Almost two-thirds of investors are planning to make new private equity investments in the first half of 2012, the latest Preqin research reveals.
The results of the most recent Preqin Investor Outlook: Private Equity found that although investors remain cautious, almost three-quarters are planning to make new commitments in the coming 12 months.
Fund managers that are planning to launch funds during 2012 can be further buoyed by news that 84% of investors that are planning to actively commit to funds in 2012 will consider forming new relationships this year, while 46% will consider investing in a fund before it holds a first close.
However, it is clear that the investor universe remains cautious, and just 18% will readily invest with first-time fund managers, while 55% will not consider investing in such funds.
Some 35% of investors are below their target allocations to the asset class. 66% of investors made new commitments in 2011, an increase of eight percentage points on the proportion that made new investments in 2010.

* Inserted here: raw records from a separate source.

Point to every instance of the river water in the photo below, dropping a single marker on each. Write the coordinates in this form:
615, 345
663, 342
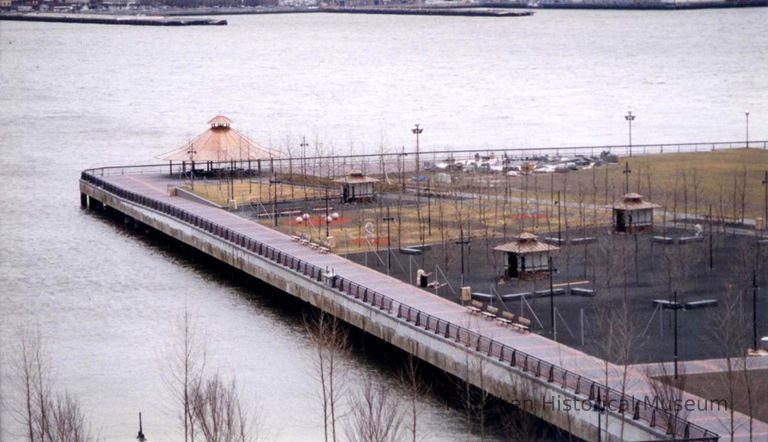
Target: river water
74, 96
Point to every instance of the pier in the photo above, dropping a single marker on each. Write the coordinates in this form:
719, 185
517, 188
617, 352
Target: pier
504, 361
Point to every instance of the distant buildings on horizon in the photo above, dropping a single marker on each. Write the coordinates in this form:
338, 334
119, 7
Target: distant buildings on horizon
96, 5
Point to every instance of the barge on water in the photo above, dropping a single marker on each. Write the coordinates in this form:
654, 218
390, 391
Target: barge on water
136, 20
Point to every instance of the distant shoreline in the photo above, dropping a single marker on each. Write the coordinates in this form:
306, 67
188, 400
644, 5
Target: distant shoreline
105, 19
172, 16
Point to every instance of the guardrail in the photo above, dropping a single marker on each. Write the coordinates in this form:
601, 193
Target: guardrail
597, 394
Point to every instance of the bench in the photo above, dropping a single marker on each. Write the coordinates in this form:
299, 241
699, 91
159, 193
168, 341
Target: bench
490, 312
506, 318
479, 295
579, 291
667, 304
522, 324
689, 239
584, 240
701, 304
475, 307
516, 296
545, 293
554, 240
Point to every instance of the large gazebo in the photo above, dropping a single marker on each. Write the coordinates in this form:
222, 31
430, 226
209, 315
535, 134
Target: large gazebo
220, 143
356, 187
633, 214
526, 257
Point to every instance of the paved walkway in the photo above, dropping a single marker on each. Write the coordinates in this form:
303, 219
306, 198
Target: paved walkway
705, 365
155, 186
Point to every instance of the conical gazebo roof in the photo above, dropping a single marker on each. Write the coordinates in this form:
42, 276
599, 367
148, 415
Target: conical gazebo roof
526, 242
221, 143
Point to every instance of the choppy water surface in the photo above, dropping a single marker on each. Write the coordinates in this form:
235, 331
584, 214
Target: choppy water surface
74, 96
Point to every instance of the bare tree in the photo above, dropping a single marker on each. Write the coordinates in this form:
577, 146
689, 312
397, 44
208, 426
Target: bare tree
186, 364
219, 413
67, 420
668, 393
375, 415
44, 415
331, 343
411, 381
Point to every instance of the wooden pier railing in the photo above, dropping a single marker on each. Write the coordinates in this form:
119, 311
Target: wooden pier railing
597, 394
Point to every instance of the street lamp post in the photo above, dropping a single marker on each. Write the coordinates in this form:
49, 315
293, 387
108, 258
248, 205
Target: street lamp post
765, 185
462, 242
675, 307
551, 299
629, 117
388, 220
274, 200
755, 288
746, 117
191, 152
303, 146
559, 229
417, 130
627, 171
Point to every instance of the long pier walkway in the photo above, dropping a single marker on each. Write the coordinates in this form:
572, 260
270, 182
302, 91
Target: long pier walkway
582, 375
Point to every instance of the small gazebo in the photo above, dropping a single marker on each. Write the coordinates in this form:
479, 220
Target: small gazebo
356, 187
527, 257
633, 214
220, 143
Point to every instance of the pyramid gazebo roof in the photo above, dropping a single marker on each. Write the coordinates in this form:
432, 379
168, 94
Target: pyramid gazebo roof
221, 143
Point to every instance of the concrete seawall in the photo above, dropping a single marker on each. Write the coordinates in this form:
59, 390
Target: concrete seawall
135, 20
516, 379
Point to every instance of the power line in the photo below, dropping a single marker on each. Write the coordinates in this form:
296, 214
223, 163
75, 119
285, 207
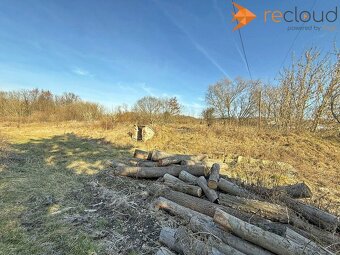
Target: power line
292, 45
242, 44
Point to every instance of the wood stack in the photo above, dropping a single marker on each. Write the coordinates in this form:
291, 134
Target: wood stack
233, 219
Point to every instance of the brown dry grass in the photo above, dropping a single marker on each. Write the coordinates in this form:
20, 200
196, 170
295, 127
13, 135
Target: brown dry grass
315, 159
45, 171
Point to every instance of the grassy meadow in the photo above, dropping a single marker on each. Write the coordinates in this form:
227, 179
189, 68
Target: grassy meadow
58, 198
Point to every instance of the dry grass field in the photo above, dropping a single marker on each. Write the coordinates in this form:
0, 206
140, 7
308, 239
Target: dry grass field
57, 196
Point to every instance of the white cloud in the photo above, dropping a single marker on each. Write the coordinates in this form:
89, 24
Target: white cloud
81, 72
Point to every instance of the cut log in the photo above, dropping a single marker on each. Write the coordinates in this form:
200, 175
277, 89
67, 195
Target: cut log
156, 172
315, 215
191, 162
270, 241
264, 209
114, 163
189, 245
214, 176
233, 189
167, 237
170, 160
186, 177
210, 193
312, 232
180, 241
158, 155
309, 246
299, 190
203, 223
164, 251
178, 185
208, 208
142, 154
147, 163
200, 224
222, 248
175, 209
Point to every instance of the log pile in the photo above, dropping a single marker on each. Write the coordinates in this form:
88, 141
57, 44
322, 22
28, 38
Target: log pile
222, 217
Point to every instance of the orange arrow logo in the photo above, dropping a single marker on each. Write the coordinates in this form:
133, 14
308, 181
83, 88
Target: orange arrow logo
243, 16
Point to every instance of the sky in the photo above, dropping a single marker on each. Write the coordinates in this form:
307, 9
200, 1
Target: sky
115, 51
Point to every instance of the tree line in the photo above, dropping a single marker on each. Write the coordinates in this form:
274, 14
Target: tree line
306, 96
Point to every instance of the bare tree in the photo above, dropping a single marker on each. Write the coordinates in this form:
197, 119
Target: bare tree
222, 96
208, 115
149, 107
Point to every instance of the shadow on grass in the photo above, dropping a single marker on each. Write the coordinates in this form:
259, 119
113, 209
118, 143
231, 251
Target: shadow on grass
42, 178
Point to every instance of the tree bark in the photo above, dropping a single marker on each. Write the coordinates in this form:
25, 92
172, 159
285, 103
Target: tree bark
180, 241
167, 237
164, 251
210, 193
155, 172
169, 161
299, 190
312, 232
309, 246
270, 241
233, 189
142, 154
208, 208
191, 162
175, 209
178, 185
264, 209
200, 224
186, 177
315, 215
189, 245
147, 163
214, 176
158, 155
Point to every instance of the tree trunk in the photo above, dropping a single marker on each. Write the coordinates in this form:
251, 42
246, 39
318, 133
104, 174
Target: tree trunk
298, 190
169, 161
147, 163
178, 185
199, 224
315, 215
175, 209
167, 237
189, 178
208, 208
142, 154
180, 241
312, 232
264, 209
270, 241
309, 246
210, 193
158, 155
233, 189
156, 172
189, 245
203, 223
191, 162
164, 251
214, 176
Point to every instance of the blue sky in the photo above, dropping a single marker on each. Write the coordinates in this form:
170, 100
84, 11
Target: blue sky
116, 51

42% of European investors in private equity are below their target allocations, compared to 14% of North American investors.
6% of investors feel that private equity fund investments have exceeded their expectations, while 75% feel that their expectations have been met.
63% of investors expect their private equity investments to achieve returns in excess of 400 basis points over public markets.
60% of investors believe that Asia is offering the best opportunities for investment, while 42% feel the same about North America.
76% will consider investing in emerging markets.
The proportion of investors citing India as an attractive region in which to invest has fallen by 23 percentage points from December 2010, from 35% to 12%.
27% of LPs plan to increase their allocations to private equity in the longer term.
“2011 was a year of two halves for private equity; fundraising was strong in the first half, before falling in the last six months of the year as the eurozone crisis began to unfold,” says Emma Dineen, manager, Private Equity Investor Data, Preqin. “Despite the difficulties, the Preqin study shows that investors do remain positive about the asset class, and with significant numbers currently below their target allocations, and just under three-quarters planning to make new commitments in the coming year, it is likely that fundraising will improve somewhat over the course of 2012.
“However, more than 1,800 vehicles are currently on the road and more are set to be launched in the coming months, so the market will remain extremely competitive. It will be vitally important for fund managers to present investors with a compelling investment opportunity with LP-friendly terms and conditions to be in with a chance of raising capital for their vehicles.”